Note: I am a freelance consultant in quantitative analysis on topics related to this blog. If you have contract or full time roles available for proprietary research that could benefit from my skills, please contact me through my LinkedIn here.

Volatility Risk Premium: Sharpe 2+, Return to Drawdown 3+

First, before starting this post, I’d like to give one last comment about my previous post:

I called Vanguard to inquire about the trading policies on VWEHX and VFISX, and there are two-month cooldown periods (aka frequent-trading policies) on those mutual funds. However, the HYG ETF does indeed pay dividends, so the adjusted ETF variant is most likely the closest performance an investor can expect. Still, a Sharpe ratio higher than 1.25 is nothing to scoff at. Of course, no transaction costs are assumed on any of my strategies, so make sure your broker isn’t ripping you off if you actually intend on seriously investing in anything I publish on this blog (I hear interactive brokers has $1 per transaction), and once again, remember that none of this constitutes official advice.

Now, onto this post:

Judging by the attention some of my previous volatility posts have garnered through my replication of SeekingAlpha strategies, today, I am going to share a strategy whose statistics boggle my mind.

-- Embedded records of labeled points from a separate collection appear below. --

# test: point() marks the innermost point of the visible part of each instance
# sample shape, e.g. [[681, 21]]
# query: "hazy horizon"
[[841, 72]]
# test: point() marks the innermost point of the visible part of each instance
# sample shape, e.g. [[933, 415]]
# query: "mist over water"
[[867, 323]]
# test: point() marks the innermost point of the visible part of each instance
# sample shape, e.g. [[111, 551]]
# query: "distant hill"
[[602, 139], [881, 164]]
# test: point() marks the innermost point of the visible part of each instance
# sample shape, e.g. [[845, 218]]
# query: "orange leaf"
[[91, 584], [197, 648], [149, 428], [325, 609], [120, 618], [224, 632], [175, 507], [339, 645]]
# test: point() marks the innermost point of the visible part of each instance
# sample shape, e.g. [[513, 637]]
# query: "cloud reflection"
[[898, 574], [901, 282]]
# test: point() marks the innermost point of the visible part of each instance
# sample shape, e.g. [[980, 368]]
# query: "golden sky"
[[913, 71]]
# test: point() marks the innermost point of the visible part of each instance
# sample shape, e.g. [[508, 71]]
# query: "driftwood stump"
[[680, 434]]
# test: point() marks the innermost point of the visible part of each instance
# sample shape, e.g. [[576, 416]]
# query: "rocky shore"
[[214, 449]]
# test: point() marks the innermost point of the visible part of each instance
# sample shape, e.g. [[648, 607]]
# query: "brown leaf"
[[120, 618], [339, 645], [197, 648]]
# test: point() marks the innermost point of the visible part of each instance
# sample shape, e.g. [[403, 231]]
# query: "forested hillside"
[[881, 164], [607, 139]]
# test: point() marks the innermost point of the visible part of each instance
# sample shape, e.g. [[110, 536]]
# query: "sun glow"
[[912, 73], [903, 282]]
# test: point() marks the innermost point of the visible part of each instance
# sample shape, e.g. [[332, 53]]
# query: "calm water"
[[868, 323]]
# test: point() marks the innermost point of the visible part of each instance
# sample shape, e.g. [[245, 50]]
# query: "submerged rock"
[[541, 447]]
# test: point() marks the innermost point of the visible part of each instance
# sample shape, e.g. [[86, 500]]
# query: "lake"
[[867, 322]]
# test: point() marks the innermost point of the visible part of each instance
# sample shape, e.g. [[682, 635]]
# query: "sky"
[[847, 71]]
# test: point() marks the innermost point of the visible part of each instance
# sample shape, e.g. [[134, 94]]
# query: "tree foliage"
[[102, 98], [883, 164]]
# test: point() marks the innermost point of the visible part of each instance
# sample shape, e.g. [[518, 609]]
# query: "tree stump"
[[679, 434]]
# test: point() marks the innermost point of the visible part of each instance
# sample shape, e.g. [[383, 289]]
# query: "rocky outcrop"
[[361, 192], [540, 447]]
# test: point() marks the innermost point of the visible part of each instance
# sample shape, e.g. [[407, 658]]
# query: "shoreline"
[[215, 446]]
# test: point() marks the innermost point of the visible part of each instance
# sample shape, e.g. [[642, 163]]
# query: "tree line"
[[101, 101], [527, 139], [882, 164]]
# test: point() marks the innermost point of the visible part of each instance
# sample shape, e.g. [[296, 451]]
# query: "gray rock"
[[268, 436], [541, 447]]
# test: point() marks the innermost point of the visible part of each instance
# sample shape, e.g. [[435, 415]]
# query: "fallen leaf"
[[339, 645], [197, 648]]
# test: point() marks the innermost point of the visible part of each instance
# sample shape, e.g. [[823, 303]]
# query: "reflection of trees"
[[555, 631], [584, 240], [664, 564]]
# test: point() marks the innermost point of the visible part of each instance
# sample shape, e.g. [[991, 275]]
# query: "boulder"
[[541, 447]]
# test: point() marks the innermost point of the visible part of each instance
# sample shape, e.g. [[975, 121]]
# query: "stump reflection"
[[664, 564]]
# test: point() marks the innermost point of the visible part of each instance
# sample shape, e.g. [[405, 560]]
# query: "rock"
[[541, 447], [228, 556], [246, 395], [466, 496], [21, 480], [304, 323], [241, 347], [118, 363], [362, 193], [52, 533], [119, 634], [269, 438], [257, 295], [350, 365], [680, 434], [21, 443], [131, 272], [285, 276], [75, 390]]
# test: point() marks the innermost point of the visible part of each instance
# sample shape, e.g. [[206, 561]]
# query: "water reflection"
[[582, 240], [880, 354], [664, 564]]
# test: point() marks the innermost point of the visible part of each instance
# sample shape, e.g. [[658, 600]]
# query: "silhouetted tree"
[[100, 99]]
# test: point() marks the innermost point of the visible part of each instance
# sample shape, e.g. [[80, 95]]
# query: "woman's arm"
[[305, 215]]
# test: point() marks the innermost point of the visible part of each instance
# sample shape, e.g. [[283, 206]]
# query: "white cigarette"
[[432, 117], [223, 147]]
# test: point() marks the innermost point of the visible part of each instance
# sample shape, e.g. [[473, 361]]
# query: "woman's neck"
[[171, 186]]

The strategy was presented by TradingTheOdds in this post. I had to replicate it for myself to be sure it worked as advertised, but unless I have something horrendously incorrect, this strategy works…quite well. Here’s the strategy:

Using the actual S&P 500 index, compute the two-day annualized historical volatility. Subtract that from the VXMT, which is the six-month expected volatility of the S&P 500 (prior to 2008, use the actual VIX). Then, take the 5-day SMA of that difference. If this number is above 0, go long XIV, otherwise go long VXX. In my replication, the strategy uses market-on-close orders (AKA observe “near” the close, buy at the close), so the strategy should be taken with a little bit of a grain of salt. Here’s the code:

download("https://dl.dropboxusercontent.com/s/jk6der1s5lxtcfy/XIVlong.TXT",
         destfile="longXIV.txt")

download("https://dl.dropboxusercontent.com/s/950x55x7jtm9x2q/VXXlong.TXT", 
         destfile="longVXX.txt") #requires downloader package

xiv <- xts(read.zoo("longXIV.txt", format="%Y-%m-%d", sep=",", header=TRUE))
vxx <- xts(read.zoo("longVXX.txt", format="%Y-%m-%d", sep=",", header=TRUE))
vxmt <- xts(read.zoo("vxmtdailyprices.csv", format="%m/%d/%Y", sep=",", header=TRUE))

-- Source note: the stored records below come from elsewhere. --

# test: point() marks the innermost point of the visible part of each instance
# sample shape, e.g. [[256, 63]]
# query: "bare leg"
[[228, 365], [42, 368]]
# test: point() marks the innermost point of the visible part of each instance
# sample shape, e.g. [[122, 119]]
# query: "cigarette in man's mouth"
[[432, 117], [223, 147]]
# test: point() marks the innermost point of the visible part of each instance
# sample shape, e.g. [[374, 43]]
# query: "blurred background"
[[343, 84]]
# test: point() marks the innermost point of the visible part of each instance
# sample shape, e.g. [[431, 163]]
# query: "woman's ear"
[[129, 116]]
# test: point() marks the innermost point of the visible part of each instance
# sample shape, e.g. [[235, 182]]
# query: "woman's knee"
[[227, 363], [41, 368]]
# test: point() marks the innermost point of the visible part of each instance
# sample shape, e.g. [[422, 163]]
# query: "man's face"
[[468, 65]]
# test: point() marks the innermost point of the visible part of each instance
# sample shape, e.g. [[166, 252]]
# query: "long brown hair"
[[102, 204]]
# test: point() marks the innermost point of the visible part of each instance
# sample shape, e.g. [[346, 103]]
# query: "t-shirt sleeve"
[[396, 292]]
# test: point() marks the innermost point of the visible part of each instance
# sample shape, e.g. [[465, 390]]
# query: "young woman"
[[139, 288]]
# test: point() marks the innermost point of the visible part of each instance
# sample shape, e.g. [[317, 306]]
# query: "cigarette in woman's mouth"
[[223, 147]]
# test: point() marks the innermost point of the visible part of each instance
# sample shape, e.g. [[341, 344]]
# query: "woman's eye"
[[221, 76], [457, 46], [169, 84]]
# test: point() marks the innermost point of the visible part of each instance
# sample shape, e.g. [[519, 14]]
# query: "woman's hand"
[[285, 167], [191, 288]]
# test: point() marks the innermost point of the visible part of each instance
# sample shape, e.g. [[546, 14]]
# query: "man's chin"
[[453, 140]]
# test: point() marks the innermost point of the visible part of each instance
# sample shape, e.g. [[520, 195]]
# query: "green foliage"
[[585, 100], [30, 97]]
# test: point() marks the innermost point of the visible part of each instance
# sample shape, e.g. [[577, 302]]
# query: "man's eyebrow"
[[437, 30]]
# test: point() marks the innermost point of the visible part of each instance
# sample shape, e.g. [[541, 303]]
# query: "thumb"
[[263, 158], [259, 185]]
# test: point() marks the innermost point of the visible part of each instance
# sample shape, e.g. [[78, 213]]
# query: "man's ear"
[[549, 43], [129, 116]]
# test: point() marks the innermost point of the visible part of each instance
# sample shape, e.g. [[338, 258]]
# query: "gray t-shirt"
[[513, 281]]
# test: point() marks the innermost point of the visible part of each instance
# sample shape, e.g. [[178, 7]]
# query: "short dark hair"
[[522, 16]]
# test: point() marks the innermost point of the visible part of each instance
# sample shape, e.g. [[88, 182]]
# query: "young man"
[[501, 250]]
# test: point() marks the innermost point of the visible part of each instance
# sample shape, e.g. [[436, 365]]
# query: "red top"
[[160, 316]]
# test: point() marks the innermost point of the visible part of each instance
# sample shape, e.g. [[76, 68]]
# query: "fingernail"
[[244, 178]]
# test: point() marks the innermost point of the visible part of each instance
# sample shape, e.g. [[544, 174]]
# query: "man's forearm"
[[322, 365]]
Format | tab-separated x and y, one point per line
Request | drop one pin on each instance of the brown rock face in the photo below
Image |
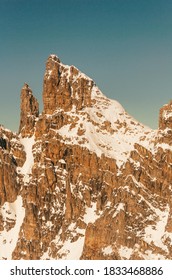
29	112
165	116
90	182
65	87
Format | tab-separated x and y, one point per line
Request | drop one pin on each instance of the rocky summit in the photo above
83	179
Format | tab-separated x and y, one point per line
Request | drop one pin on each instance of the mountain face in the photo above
83	179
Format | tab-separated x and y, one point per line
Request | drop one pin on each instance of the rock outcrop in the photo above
89	181
29	111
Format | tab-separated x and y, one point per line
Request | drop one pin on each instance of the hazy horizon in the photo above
123	45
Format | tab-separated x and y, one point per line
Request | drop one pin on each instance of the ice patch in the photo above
8	239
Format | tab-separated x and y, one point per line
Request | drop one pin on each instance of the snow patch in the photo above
8	239
26	168
125	252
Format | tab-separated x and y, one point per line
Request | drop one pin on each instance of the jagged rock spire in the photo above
29	110
165	116
65	86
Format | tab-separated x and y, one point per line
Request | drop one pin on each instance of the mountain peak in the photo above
64	87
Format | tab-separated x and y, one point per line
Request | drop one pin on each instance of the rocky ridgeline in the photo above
80	203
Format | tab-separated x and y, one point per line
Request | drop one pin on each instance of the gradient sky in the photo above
124	45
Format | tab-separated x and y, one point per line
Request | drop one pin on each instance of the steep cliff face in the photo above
83	179
29	112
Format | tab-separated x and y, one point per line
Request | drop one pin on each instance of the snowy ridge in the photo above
107	129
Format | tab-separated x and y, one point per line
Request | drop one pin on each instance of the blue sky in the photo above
124	45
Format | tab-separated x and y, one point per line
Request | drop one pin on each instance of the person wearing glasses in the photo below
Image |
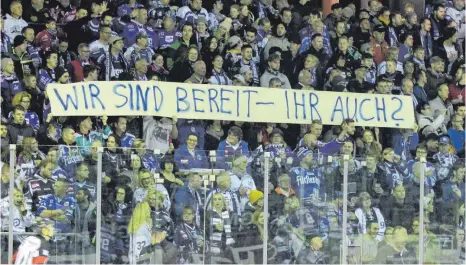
190	156
24	99
75	67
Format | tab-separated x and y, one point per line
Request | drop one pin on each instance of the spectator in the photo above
441	105
427	123
199	73
47	75
10	84
131	29
103	41
438	21
396	250
47	39
113	63
14	23
60	208
20	212
230	197
76	66
19	129
188	236
140	49
273	70
457	134
22	60
183	68
218	76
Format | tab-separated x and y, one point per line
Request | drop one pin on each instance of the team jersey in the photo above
138	241
69	157
45	77
20	222
66	204
108	245
34	250
186	15
133	28
38	189
165	39
189	240
85	185
307	183
151	161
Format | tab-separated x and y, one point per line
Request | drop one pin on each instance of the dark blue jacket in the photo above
404	146
184	159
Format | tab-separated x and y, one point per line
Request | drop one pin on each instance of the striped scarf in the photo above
252	66
216	237
109	73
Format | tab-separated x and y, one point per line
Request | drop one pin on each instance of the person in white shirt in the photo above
13	24
105	32
22	216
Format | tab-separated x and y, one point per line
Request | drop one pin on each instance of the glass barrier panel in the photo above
9	180
444	208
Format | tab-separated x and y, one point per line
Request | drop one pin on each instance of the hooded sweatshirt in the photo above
13	26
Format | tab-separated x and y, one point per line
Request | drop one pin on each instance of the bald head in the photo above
200	68
305	77
7	66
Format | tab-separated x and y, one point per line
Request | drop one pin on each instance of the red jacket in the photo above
76	71
46	40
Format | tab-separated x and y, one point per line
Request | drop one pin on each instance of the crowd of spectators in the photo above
159	203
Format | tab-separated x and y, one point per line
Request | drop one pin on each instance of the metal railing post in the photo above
266	206
344	240
11	200
421	211
99	205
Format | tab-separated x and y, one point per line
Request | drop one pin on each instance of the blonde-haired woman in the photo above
140	231
366	213
24	99
30	158
149	160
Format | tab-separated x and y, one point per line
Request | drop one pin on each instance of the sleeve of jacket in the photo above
43	79
181	200
169	252
438	122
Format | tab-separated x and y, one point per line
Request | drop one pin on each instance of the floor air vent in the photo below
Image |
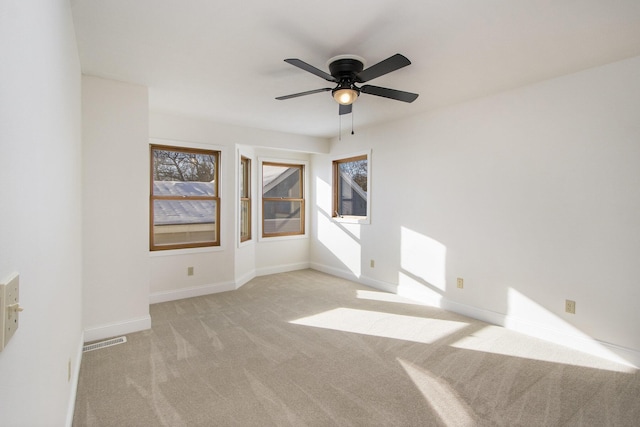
104	344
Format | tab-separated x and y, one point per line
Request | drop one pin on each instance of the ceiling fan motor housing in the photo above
346	69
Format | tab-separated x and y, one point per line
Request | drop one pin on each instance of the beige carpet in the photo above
309	349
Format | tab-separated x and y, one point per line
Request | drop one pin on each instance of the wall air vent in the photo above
104	344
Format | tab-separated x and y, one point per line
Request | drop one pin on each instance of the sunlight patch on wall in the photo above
423	257
410	287
442	398
323	195
342	245
385	325
498	340
342	240
555	328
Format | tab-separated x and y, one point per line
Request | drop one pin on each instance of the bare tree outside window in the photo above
350	187
184	201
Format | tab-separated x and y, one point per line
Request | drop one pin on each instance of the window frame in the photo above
336	161
303	166
245	196
154	248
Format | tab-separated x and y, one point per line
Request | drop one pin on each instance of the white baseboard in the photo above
195	291
74	383
118	328
575	341
282	268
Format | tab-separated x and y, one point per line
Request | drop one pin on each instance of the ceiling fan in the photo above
346	71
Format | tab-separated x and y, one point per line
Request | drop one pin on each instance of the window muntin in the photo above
245	199
184	200
282	199
350	187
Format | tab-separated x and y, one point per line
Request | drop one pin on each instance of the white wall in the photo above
115	207
230	265
532	196
40	209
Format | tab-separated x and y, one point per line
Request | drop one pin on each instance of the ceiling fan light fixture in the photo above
345	96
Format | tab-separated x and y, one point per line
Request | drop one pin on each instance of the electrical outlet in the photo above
570	306
9	308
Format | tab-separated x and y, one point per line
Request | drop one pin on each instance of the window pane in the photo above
352	188
184	221
282	217
244	177
245	220
177	188
184	167
281	181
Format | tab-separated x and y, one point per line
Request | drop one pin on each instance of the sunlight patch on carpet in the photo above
442	398
380	324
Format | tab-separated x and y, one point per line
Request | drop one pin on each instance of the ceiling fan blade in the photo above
311	69
398	95
345	109
309	92
390	64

getSymbols("^VIX", from="2004-03-29")

vixvxmt <- merge(Cl(VIX), Cl(vxmt))
vixvxmt[is.na(vixvxmt[,2]),2] <- vixvxmt[is.na(vixvxmt[,2]),1]

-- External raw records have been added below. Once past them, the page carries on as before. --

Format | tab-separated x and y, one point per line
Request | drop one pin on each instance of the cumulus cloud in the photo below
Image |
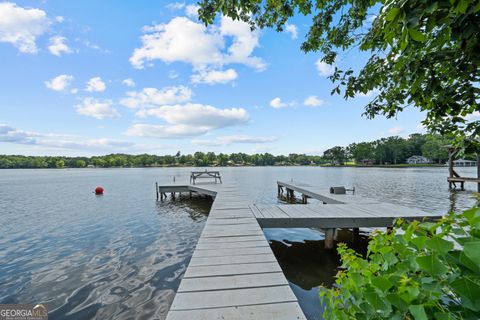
59	83
192	10
152	97
165	131
191	119
58	46
214	76
176	5
99	109
95	84
227	140
129	82
313	101
61	141
292	30
172	42
324	69
195	114
21	26
367	94
277	103
396	130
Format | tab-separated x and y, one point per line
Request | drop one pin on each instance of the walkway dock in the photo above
233	273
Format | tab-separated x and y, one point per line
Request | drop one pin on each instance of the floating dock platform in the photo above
233	273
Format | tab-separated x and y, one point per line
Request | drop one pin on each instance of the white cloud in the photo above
396	130
324	69
99	109
367	94
277	103
214	76
129	82
172	42
58	141
152	97
313	101
172	74
187	120
176	5
474	116
292	30
192	10
195	114
95	85
227	140
165	131
59	83
58	46
21	26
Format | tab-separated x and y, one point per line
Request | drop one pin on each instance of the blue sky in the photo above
96	77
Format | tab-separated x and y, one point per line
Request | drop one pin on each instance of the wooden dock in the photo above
233	273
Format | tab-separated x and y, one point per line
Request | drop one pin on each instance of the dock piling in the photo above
329	238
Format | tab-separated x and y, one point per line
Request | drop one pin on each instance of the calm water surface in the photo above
122	255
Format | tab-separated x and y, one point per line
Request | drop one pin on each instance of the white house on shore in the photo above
418	160
464	163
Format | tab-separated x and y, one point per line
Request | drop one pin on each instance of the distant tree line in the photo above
391	150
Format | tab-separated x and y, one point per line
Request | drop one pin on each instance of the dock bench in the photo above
194	175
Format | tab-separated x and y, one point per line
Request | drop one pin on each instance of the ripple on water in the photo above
121	256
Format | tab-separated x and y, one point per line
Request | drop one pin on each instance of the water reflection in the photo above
307	265
122	255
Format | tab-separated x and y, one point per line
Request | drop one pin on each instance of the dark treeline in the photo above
392	150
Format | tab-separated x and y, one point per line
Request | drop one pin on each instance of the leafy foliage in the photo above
424	53
419	271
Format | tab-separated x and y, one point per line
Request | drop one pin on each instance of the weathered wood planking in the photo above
233	273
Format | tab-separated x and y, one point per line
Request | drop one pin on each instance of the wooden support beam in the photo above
330	238
356	234
478	171
304	199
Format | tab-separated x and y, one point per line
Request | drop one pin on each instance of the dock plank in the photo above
232	298
231	270
277	311
233	282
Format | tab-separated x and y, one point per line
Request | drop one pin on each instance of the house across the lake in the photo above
367	162
464	163
418	160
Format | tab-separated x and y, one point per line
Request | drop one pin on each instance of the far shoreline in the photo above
391	166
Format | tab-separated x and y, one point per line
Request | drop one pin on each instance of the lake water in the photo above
122	255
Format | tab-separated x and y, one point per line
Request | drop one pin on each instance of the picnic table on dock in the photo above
233	273
194	175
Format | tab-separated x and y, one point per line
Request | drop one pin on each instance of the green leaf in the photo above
419	242
418	312
431	264
417	35
392	13
469	292
462	6
472	251
439	245
382	283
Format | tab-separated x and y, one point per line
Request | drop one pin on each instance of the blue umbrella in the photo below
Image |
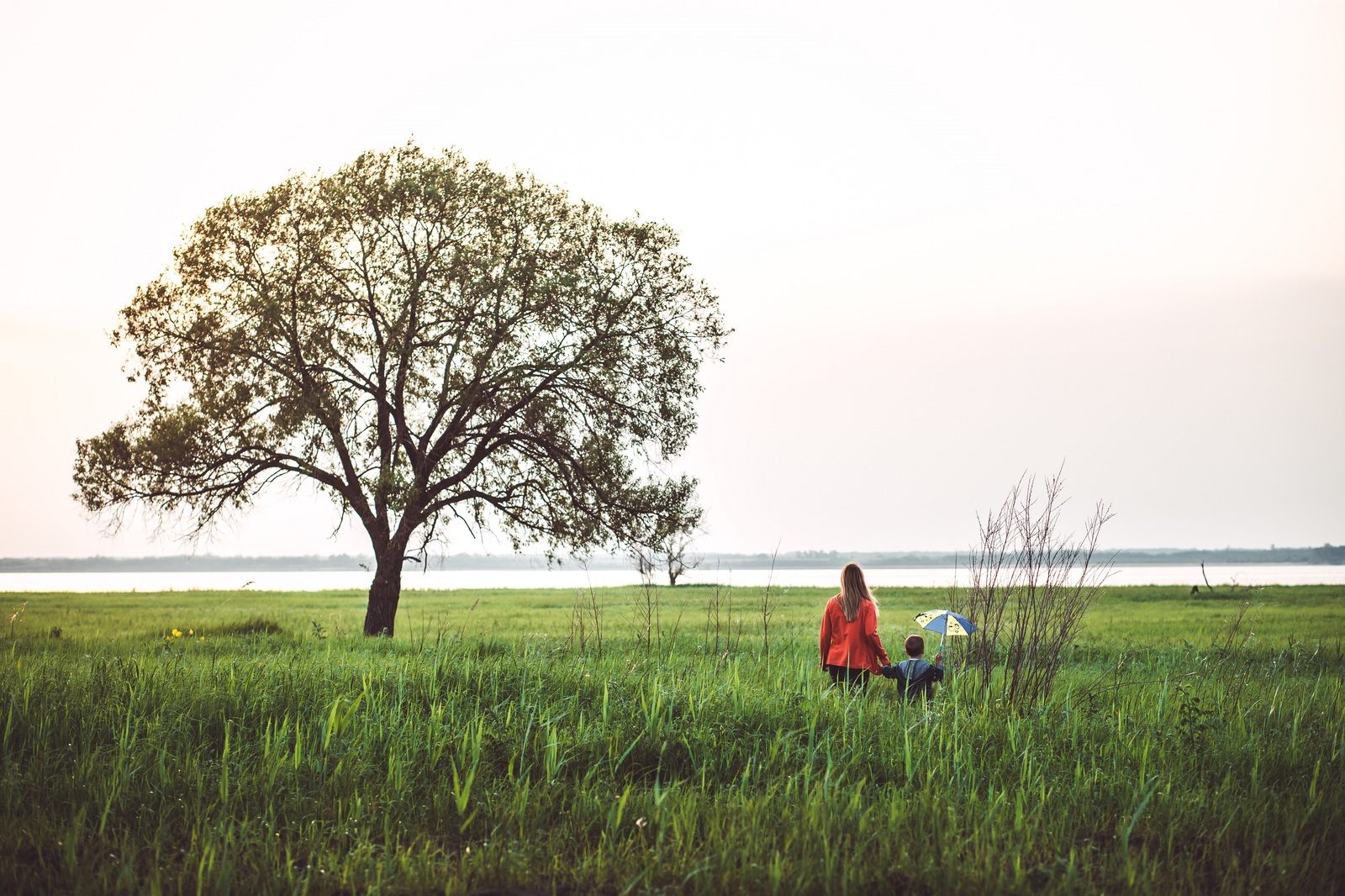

getSymbols("^GSPC", from="1990-01-01")
spyRets <- diff(log(Cl(GSPC)))

spyVol <- runSD(spyRets, n=2)
annSpyVol <- spyVol*100*sqrt(252)

vols <- merge(vixvxmt[,2], annSpyVol, join='inner')
vols$smaDiff <- SMA(vols[,1] - vols[,2], n=5)
vols$signal <- vols$smaDiff > 0
vols$signal <- lag(vols$signal, k = 1)

xivRets <- Return.calculate(Cl(xiv))
vxxRets <- Return.calculate(Cl(vxx))
stratRets <- vols$signal*xivRets + (1-vols$signal)*vxxRets

The VXMT data is taken from the link I showed earlier. So, as I interpret it, to me, this strategy seems to be stating this:

Since we are subtracting the long-term expected volatility (VXMT) from the near-term historical volatility, which I suppose is meant to be a proxy for the “forecast of current volatility”, the implied hypothesis seems to be that volatility is being overestimated by the VXMT, so we should go short volatility. Conversely, if the near-term historical volatility is higher than the expected volatility, it means we should be long volatility instead. So, here’s the punchline that is the equity curve:

charts.PerformanceSummary(stratRets)

Yes, you’re looking at that correctly–over approximately ten years (slightly longer), this strategy had a cumulative return of about $10,000 for every $1 invested. Just to put this into perspective, here’s a log-scale equity curve.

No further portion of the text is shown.